Micro libraries for a macro project: BSU students work with city to provide Little Free Libraries
BEMIDJI—Four BSU seniors finished their academic careers by partnering with the city of Bemidji.
The result are three Little Free Libraries given to the Bemidji Parks and Recreation Department to be placed in the community.
The students, Saige Glaser, Jeff Harris, Cooper Heimark and Raymond Rohl approached the local Parks Commission with their idea, including mockups, said Bemidji Parks and Recreation Director Marcia Larson. "Everyone was really excited, so we said, 'Absolutely.'"
The foursome built the three libraries to be weather resistant so they could be placed in parks and settled on a canoe shape to reflect Bemidji's place in lake country.
"For the capstone class, these students apply what they've learned over the four or five years here," said Mahmoud Al-Odeh, BSU associate professor. "The idea of this project is how we can bring a greater benefit to the community and how we can get involved."
"Dr. Mahmoud had come up with the idea," Rohl said. "He had seen them around town and thought it would be a great way to promote BSU and reading in general throughout the city. He gave us the idea and we ran with it."
The three new libraries are for Carnegie Park, South Shore Park and Cameron Park.
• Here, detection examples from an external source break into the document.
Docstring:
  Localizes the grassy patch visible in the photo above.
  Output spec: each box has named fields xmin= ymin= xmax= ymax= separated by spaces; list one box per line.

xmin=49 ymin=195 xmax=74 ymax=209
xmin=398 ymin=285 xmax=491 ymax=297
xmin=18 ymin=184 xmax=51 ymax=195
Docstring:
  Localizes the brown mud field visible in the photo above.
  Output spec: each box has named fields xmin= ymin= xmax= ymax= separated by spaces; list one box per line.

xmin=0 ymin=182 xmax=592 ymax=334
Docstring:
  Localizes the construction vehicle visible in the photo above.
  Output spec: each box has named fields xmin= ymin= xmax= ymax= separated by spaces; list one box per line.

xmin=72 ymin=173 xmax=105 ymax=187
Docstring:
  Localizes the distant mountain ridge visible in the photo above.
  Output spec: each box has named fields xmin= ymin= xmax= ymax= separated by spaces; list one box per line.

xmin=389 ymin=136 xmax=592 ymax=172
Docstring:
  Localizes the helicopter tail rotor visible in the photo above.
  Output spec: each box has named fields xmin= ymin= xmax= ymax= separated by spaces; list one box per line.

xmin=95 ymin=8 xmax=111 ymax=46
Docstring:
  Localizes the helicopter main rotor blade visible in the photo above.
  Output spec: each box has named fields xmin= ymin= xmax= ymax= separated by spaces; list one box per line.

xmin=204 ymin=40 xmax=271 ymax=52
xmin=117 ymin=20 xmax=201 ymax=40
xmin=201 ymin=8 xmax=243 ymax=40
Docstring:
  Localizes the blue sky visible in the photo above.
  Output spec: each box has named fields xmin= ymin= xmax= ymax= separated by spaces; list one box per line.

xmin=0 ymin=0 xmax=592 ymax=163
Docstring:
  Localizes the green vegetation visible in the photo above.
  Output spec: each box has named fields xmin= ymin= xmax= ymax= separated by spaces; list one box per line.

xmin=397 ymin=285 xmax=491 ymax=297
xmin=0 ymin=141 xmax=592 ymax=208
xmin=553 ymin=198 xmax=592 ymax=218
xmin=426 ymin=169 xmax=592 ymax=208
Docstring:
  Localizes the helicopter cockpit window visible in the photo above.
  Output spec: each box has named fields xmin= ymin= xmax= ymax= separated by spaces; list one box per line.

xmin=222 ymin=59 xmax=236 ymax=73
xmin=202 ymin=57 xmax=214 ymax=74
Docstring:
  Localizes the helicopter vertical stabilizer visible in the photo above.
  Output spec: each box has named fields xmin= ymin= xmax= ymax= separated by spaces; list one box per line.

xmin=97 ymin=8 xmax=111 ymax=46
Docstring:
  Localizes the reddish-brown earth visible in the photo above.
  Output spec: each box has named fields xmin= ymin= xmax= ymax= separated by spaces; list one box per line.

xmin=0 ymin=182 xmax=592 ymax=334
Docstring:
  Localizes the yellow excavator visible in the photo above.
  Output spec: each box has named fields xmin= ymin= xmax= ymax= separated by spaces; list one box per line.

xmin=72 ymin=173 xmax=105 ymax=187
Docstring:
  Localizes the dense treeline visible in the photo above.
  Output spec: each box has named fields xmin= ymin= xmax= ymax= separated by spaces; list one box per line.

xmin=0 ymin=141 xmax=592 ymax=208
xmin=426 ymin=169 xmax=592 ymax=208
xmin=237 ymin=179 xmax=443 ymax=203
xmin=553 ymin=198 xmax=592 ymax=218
They join two Free Little Libraries already in place in Diamond Point Park and Roger Lehmann Park.
"The project was challenging and it stretched our knowledge, but the overall quality stayed in tact," Glaser said. "It took longer than expected, but we wanted to make sure the quality of the project was in place for the public and the city."
The Little Free Libraries concept is nationwide, originating in 2009 in Wisconsin, when Todd Bol built the original free library, and later partnered with the University of Wisconsin to expand the project. The concept is simple: take a book, leave a book. By the end of 2011 there were 400, the next year it was more than 4,000 and today, there are at least 80,000 registered libraries, according to the program's website. Bol died last year.
Larson said after the students contacted the commission, the department helped them register the libraries on the program's website to make them official. Larson called the project a "great partnership."
"We're preparing these students for industry. We need them to be in touch with these types of groups to be able to perform well in their job," Al-Odeh said. "This teaches students teamwork, how to communicate with each other and how to communicate with external organizations. These projects help students build their resume and makes them more employable."